Typically, organisations have tended towards publishing data using bespoke APIs or XML schema. The data is then transformed by recipient systems into their own bespoke schemas, and the unique identifiers of the key data elements often lost.
There are huge efficiencies to be made if instead these standard identifiers – or URIs - for key data elements are published on the web. The increased use of a common identifier reduces the cost of integrating disparate data. In addition, much like a link to a document url, they can be followed back to their source for more information or simply a definition.
Brand Trust & Provenance
Your URIs reflect your brand and provide an indication of trust for consumers of documents and data. Geonames is an open linked geographic dataset. It draws upon a variety of data sourced from data providers around the world. Geonames
is now becoming more widely adopted as organizations look for sources of strong identifiers for geographic locations (BBC
). This causes problems for well trusted data providers like the Ordnance Survey
. OS data is used extensively within Geonames but it is impossible to tell which has come from OS, which has been added from another source. OS URIs exposed in the Geonames dataset would have provided a level of confidence in the subset of the Geonames data (an indication of provenance). Unfortunately OS have been relatively slow to provide these, so at best will have to be retrofitted back into Geonames which will be a cost to Geonames it is unlikely to want to incur.
Relevance & Value
The more URIs are used the more valuable they become. Companies House records all the registered companies in the UK. Accessing this data has in the past been a laborious and expensive process. By scraping Companies House data and combining it with similar data sources, OpenCorporates now provides a URI for every UK company (along with URIs for companies in many other jurisdictions as well). As a result, OpenCorporates
has rapidly becoming the data hub for corporate information on the web and is in many respects more relevant than Companies House for identifying UK companies on the web. For example a number of local councils include OpenCorporates URIs in their published spending data. Companies House has announced they intend to publish URIs for companies, which seems possibly a vain attempt to displace OpenCorporates and regain its position as the central hub for corporate information.
Integration & Reach
Lowering the barrier to integration makes it more likely that a particular data service will be used or bought. MusicBrainz
is an IMDB for Music and the standard offering is a free service that provides URIs. Because MusicBrainz provide URIs it becomes increasingly cost effective for its users, such as the BBC, to integrate new product features such as the LastFM
service and Guardian music reviews
through the common use of URIs. In addition the BBC pays to subscribe to the MusicBrainz premiere data service as it is now dependent on MusicBrainz identifiers and data.

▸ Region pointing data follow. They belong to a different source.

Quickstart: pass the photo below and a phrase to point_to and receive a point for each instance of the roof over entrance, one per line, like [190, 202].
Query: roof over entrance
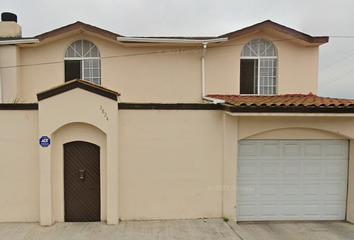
[78, 83]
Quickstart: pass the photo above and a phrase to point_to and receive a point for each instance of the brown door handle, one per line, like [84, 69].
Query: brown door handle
[82, 174]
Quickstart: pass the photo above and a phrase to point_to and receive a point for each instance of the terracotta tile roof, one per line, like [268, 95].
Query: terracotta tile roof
[286, 100]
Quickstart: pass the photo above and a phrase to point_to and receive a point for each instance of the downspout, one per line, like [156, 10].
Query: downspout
[0, 88]
[214, 100]
[0, 85]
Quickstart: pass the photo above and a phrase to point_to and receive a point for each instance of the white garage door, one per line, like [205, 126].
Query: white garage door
[292, 180]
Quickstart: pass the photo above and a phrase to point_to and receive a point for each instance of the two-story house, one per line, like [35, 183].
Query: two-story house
[96, 126]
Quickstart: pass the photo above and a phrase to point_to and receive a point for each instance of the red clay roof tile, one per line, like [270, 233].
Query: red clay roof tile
[286, 100]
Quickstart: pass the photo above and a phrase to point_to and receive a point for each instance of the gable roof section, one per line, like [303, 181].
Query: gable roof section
[78, 83]
[78, 26]
[232, 35]
[277, 27]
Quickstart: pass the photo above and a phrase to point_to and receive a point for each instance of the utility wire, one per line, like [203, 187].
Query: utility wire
[330, 65]
[332, 80]
[162, 52]
[167, 52]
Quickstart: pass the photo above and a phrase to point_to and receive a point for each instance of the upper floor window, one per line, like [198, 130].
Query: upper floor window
[258, 73]
[83, 60]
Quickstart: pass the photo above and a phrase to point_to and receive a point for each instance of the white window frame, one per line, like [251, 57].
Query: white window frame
[84, 58]
[258, 57]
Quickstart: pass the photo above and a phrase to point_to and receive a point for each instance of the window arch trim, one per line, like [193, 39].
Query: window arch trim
[260, 75]
[82, 60]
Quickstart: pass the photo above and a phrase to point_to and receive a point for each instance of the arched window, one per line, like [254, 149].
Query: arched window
[83, 60]
[258, 73]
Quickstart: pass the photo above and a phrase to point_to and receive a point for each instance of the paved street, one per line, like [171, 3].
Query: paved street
[203, 229]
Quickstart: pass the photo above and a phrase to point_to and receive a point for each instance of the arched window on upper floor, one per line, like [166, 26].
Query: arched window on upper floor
[258, 73]
[83, 60]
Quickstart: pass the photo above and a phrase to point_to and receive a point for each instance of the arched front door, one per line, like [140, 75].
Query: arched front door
[82, 193]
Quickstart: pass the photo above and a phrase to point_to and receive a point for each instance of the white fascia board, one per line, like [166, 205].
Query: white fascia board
[170, 40]
[18, 41]
[240, 114]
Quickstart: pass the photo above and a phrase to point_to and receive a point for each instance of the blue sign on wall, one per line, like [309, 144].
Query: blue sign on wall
[44, 141]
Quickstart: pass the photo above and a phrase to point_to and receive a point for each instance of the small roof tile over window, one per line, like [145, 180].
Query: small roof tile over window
[286, 100]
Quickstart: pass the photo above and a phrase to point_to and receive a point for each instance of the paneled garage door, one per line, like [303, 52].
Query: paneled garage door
[292, 180]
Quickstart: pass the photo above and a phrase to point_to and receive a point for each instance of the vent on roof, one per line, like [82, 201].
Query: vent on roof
[9, 27]
[8, 17]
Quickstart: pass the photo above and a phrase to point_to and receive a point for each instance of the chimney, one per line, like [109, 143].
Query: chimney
[9, 27]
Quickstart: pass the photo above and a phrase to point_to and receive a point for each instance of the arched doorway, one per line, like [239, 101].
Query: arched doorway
[82, 192]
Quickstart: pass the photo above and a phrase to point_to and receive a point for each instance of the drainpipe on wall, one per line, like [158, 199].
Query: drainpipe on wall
[0, 88]
[214, 100]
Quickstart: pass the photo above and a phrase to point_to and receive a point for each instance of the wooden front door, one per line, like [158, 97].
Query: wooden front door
[82, 182]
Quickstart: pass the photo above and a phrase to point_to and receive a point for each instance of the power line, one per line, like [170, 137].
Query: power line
[332, 80]
[351, 54]
[162, 52]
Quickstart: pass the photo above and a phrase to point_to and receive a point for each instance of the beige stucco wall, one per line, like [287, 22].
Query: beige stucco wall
[69, 133]
[69, 116]
[141, 74]
[19, 168]
[157, 72]
[297, 65]
[170, 164]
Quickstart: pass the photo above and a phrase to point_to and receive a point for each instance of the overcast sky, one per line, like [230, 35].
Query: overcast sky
[334, 18]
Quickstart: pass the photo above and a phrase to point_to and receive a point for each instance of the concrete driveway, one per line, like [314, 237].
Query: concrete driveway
[202, 229]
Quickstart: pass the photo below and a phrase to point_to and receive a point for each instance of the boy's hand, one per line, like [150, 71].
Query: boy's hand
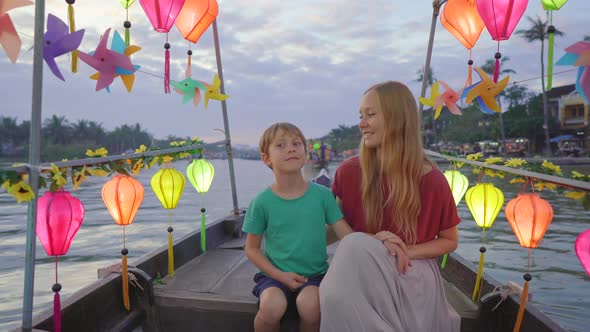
[292, 280]
[403, 260]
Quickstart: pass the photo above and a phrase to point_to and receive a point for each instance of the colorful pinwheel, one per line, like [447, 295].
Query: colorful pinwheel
[190, 89]
[8, 37]
[212, 91]
[578, 55]
[434, 94]
[58, 41]
[127, 76]
[106, 62]
[485, 92]
[449, 98]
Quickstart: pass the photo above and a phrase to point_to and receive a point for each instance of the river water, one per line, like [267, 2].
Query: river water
[560, 286]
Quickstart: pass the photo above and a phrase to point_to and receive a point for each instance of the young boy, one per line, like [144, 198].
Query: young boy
[292, 214]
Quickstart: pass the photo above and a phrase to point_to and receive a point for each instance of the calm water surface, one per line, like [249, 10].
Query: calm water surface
[560, 286]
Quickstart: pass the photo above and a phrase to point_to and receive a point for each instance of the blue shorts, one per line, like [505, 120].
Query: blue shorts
[263, 282]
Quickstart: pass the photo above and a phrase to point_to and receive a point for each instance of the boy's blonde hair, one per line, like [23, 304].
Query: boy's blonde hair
[271, 132]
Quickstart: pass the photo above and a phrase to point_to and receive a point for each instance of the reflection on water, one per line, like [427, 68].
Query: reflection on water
[560, 285]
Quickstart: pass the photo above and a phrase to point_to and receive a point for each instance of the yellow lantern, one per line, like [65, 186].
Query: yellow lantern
[459, 184]
[200, 173]
[484, 201]
[168, 185]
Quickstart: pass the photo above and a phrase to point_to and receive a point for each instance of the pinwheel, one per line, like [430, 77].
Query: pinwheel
[8, 37]
[106, 62]
[58, 41]
[550, 6]
[578, 54]
[190, 89]
[127, 24]
[485, 92]
[434, 94]
[212, 91]
[501, 17]
[127, 76]
[449, 98]
[462, 20]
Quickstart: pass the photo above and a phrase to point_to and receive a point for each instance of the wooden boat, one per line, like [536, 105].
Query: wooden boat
[211, 292]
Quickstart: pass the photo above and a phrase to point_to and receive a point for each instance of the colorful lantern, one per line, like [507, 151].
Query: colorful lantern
[59, 216]
[123, 195]
[59, 41]
[583, 249]
[459, 184]
[550, 6]
[462, 20]
[127, 24]
[500, 18]
[9, 38]
[162, 14]
[200, 173]
[529, 216]
[484, 201]
[168, 185]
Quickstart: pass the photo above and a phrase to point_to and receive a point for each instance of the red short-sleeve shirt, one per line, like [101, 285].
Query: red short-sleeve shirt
[438, 212]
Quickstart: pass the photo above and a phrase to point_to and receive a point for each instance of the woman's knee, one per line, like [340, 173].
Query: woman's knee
[273, 304]
[308, 304]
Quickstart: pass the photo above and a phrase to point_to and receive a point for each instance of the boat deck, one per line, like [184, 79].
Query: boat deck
[212, 292]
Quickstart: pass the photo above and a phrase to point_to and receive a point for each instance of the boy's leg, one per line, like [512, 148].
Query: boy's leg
[308, 307]
[273, 304]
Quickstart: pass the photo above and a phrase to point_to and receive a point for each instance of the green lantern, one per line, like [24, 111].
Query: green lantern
[168, 185]
[200, 173]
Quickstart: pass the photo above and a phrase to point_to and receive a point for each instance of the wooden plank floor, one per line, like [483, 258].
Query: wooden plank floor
[221, 281]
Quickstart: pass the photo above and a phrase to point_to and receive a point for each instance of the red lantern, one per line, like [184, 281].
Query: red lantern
[162, 14]
[59, 216]
[500, 18]
[123, 195]
[529, 216]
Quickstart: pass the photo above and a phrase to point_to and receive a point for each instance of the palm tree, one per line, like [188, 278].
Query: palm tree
[538, 32]
[488, 67]
[429, 82]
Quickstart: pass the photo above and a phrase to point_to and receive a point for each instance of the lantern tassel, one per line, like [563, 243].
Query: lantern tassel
[443, 264]
[203, 232]
[72, 29]
[170, 255]
[476, 294]
[125, 279]
[56, 312]
[167, 71]
[550, 58]
[523, 300]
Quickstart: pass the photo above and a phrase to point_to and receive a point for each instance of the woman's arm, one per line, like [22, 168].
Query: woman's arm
[445, 243]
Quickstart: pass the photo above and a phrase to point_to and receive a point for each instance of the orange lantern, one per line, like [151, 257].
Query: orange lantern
[529, 216]
[462, 20]
[192, 21]
[123, 195]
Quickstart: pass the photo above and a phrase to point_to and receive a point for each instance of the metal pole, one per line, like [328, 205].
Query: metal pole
[34, 157]
[230, 159]
[436, 4]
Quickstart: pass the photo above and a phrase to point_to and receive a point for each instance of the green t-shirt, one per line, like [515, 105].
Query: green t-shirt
[294, 229]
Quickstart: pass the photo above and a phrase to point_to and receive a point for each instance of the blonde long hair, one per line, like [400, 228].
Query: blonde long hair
[398, 166]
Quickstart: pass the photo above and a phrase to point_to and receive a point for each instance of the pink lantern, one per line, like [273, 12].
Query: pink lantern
[162, 14]
[583, 249]
[500, 18]
[59, 216]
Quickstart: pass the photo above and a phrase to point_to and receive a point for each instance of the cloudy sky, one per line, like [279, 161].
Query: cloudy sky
[302, 61]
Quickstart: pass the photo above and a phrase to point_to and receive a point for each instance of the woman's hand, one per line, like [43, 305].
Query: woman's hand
[386, 236]
[403, 260]
[291, 280]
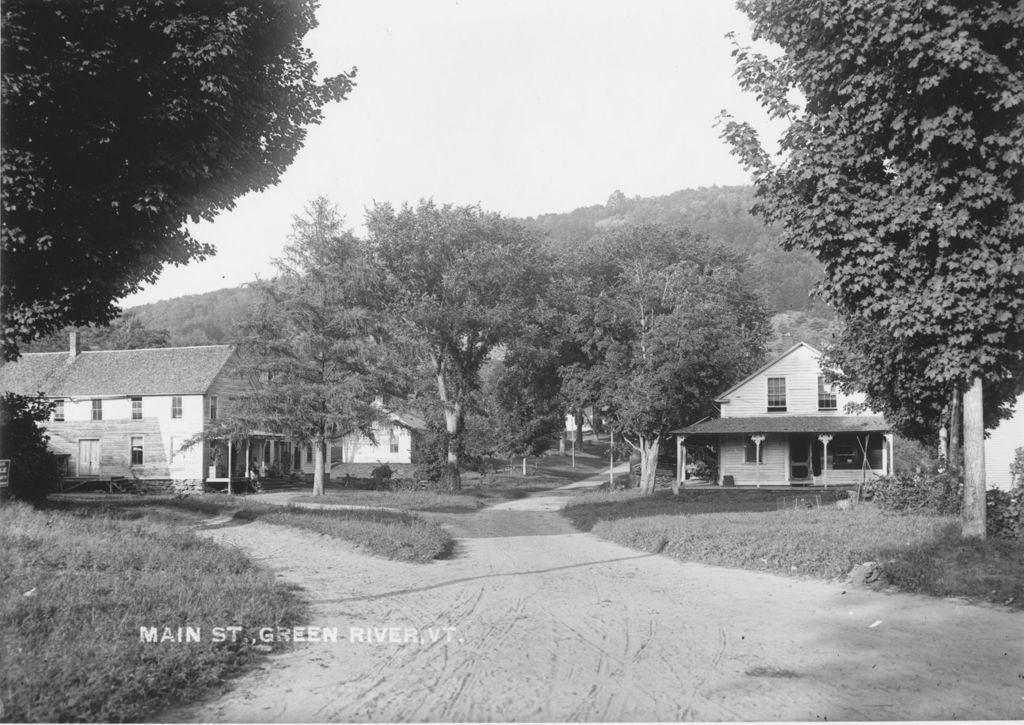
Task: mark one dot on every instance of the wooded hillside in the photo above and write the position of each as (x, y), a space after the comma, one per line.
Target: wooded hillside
(720, 213)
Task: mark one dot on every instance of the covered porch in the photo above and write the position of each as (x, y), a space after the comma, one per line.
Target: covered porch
(237, 460)
(794, 451)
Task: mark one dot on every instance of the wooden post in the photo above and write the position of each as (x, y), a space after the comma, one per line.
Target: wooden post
(824, 438)
(758, 439)
(611, 462)
(973, 515)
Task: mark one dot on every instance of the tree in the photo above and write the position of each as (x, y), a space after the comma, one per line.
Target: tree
(125, 333)
(901, 172)
(312, 348)
(124, 120)
(894, 380)
(23, 440)
(461, 282)
(526, 412)
(665, 324)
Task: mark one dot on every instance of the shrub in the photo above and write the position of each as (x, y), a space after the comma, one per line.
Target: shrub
(1017, 468)
(34, 470)
(1005, 514)
(935, 493)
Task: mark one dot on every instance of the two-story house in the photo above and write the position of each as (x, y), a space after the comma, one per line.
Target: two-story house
(130, 413)
(784, 425)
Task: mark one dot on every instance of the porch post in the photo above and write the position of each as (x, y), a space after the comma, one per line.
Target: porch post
(758, 439)
(611, 461)
(680, 459)
(824, 438)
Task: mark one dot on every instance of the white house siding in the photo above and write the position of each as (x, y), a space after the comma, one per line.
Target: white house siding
(771, 472)
(1000, 446)
(116, 429)
(800, 368)
(356, 449)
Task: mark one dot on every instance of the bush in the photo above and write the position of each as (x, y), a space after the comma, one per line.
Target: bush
(1005, 512)
(933, 493)
(34, 469)
(1017, 468)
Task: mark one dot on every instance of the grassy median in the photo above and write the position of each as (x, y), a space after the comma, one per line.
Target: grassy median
(748, 529)
(388, 534)
(79, 585)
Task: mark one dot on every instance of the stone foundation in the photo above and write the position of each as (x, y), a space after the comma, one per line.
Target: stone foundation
(365, 470)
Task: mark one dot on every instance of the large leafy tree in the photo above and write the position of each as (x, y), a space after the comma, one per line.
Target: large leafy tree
(128, 332)
(901, 170)
(461, 282)
(664, 324)
(312, 349)
(122, 121)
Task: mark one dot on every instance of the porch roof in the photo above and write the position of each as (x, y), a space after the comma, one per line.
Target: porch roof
(788, 424)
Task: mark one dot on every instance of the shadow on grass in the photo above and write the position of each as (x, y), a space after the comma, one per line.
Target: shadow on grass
(590, 508)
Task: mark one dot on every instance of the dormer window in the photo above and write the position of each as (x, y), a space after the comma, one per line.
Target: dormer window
(826, 398)
(776, 394)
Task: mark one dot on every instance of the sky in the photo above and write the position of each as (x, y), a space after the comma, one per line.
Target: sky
(523, 108)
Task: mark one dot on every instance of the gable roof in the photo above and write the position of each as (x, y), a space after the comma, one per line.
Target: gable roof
(762, 369)
(163, 371)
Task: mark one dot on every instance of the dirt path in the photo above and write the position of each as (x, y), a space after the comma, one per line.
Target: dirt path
(552, 625)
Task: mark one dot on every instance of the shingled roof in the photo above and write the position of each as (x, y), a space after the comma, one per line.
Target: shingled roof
(165, 371)
(788, 424)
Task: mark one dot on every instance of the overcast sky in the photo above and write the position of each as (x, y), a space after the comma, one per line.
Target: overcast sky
(523, 108)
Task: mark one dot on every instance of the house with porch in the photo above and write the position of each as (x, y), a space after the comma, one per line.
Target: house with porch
(128, 414)
(784, 425)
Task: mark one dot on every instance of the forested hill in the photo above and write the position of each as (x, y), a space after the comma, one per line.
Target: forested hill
(200, 320)
(721, 213)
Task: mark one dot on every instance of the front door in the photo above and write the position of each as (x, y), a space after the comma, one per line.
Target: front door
(88, 457)
(800, 457)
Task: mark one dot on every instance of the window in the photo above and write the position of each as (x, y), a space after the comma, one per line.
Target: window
(826, 398)
(847, 452)
(751, 450)
(136, 450)
(776, 394)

Some Technical Considerations
Instance data URIs should be designed with only the very minimum amount of information embedded in the URI as required in order that they :
encapsulate the primary key (or possibly an alternate key) of the business domain
can be logically separated into API endpoints sufficient to aptly meet the requirements of your use cases.
can be routed within your physical architecture to the correct destination (the physical data silo)
One does not want verbose semantics embedded in linked data URIs as developers and consumers must not and should not be encouraged to infer semantic information from the URI. The URI is just an Identifier that must fulfil the 3 conditions described above.
The semantics are delivered through the underlying data referenced by the URI. Over time if the semantics of the underlying resource change you may end up with a URI that does not reflect the resource it refers to if the URI has been minted with embedded information.
While the single requirement for a data instance URI is simply that it encapsulates the primary key (or possibly an alternate key) of the business domain. It is in essense a data modeling unique identifier in URI format. Adding anything else e.g. to ensure that an HTTP request can be correctly routed within your physical architecture is at best an informed deployment compromise and possibly even an anti-pattern: as it creates an unintentional coupling of physical and logical architecture that is going to cause headaches further down the road when the physical architecture changes? Unless absolutely unavoidable, the physical architecture ideally should be adapted to work with your URIs rather than the other way round.